Haugen, a former employee at Facebook’s Silicon Valley headquarters who leaked thousands of pages of internal documents last year, was joined onstage by Motaung, a whistleblower who was fired from his job as an outsourced Facebook content moderator in Kenya after leading a unionization effort. He currently lives in poverty in his home country of South Africa, and is pursuing a legal case against Facebook’s parent company Meta, and Sama, the outsourcing company that directly employed him.

“Daniel’s struggle is part of a long history of the struggle of labor,” Haugen told the audience who had assembled at King’s Place in London to hear the pair in conversation. The panel was organized by Foxglove, a legal NGO that is assisting Motaung with his case against Meta and Sama. Foxglove’s co-director Cori Crider was also on the panel, along with Mercy Mutemi, Motaung’s lawyer in Kenya. The event was funded by Reset, a progressive tech lobbying organization that works with Haugen.

“People fighting for each other is why we have the 40 hour work week,” Haugen said. “And we need to extend that solidarity to the new front, on things like content moderation factories. We can do this. We’ve done it before and we’ll do it again.”

It was the first time that Motaung, who suffers from severe post traumatic stress disorder (PTSD) as a result of his time as a content moderator, had addressed an in-person crowd since he blew the whistle in a TIME investigation earlier this year.

Read More: Inside Facebook’s African Sweatshop

Motaung said on stage that his legal case against Facebook and Sama was not just an attempt to achieve justice for himself and his colleagues, but also part of his healing journey. “For me, an easy way out is not an option,” he said. “It’s that drive to bring about change. It’s that drive to see justice. It’s that drive to make sure that I feel. It’s that drive to make sure that I become a human again, because I feel like a zombie most of the time.”
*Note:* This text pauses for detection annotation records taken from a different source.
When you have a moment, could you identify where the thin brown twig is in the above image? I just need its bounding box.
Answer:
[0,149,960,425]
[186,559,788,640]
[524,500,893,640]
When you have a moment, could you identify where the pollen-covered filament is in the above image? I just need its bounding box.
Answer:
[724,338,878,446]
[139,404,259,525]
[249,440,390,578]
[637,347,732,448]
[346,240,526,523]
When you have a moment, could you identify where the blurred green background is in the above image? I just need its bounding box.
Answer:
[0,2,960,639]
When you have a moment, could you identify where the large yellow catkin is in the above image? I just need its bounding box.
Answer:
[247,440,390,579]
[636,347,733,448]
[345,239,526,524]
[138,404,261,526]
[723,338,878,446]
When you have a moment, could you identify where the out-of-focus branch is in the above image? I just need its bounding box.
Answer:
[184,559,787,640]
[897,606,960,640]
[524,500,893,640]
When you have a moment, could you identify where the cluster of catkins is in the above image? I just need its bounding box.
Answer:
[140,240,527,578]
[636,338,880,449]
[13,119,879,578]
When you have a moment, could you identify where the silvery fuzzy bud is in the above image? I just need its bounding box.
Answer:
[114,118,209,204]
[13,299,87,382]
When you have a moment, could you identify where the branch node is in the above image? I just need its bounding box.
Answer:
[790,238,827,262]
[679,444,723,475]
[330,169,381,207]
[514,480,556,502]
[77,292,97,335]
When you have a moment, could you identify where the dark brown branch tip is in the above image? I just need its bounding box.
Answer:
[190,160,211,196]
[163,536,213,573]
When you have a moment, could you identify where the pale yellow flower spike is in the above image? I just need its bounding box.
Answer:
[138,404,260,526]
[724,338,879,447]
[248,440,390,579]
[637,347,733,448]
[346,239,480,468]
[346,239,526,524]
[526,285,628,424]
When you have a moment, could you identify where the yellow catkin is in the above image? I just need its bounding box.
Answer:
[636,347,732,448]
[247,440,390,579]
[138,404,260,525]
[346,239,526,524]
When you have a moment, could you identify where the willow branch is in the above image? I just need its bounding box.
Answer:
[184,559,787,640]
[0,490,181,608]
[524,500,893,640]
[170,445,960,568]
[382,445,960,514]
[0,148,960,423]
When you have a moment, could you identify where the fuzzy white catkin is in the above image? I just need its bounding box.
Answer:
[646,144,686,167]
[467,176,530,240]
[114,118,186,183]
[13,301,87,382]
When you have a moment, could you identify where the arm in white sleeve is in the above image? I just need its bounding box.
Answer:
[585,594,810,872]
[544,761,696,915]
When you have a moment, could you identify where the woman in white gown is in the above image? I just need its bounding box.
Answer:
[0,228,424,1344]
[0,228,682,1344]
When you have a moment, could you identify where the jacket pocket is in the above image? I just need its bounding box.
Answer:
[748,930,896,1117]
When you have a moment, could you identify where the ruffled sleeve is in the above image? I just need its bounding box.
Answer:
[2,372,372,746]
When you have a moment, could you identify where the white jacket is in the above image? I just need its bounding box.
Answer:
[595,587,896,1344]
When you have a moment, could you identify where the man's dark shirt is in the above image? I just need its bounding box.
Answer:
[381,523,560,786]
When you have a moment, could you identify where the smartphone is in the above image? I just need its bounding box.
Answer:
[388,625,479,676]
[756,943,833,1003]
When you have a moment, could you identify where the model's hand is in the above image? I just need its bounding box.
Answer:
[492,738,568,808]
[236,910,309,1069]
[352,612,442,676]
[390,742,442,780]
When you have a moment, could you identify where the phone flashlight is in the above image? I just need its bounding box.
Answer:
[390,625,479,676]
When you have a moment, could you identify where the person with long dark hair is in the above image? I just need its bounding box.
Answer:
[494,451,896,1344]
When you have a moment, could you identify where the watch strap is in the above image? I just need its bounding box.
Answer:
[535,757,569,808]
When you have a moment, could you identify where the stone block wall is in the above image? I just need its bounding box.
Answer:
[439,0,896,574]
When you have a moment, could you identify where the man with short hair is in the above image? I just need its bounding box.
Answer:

In one of the event’s most powerful moments, Haugen asked Motaung a series of rapid fire questions about the allegations in his lawsuit that he and his colleagues were hired under false pretenses. “If they had worded the job description and they had said, you will have to look at graphic violence every day, would you have taken the job?” Haugen asked.

“No,” Motaung replied.

“If they said you will have to watch people hurting innocent people, would you have taken the job?”

Again, Motaung’s answer was a one-word “No.”

“If they had said you will not be able to talk about how you feel after you do this, would you have taken the job?” Haugen asked, referring to the non-disclosure agreements Sama employees are required to sign.

“No,” Motaung said.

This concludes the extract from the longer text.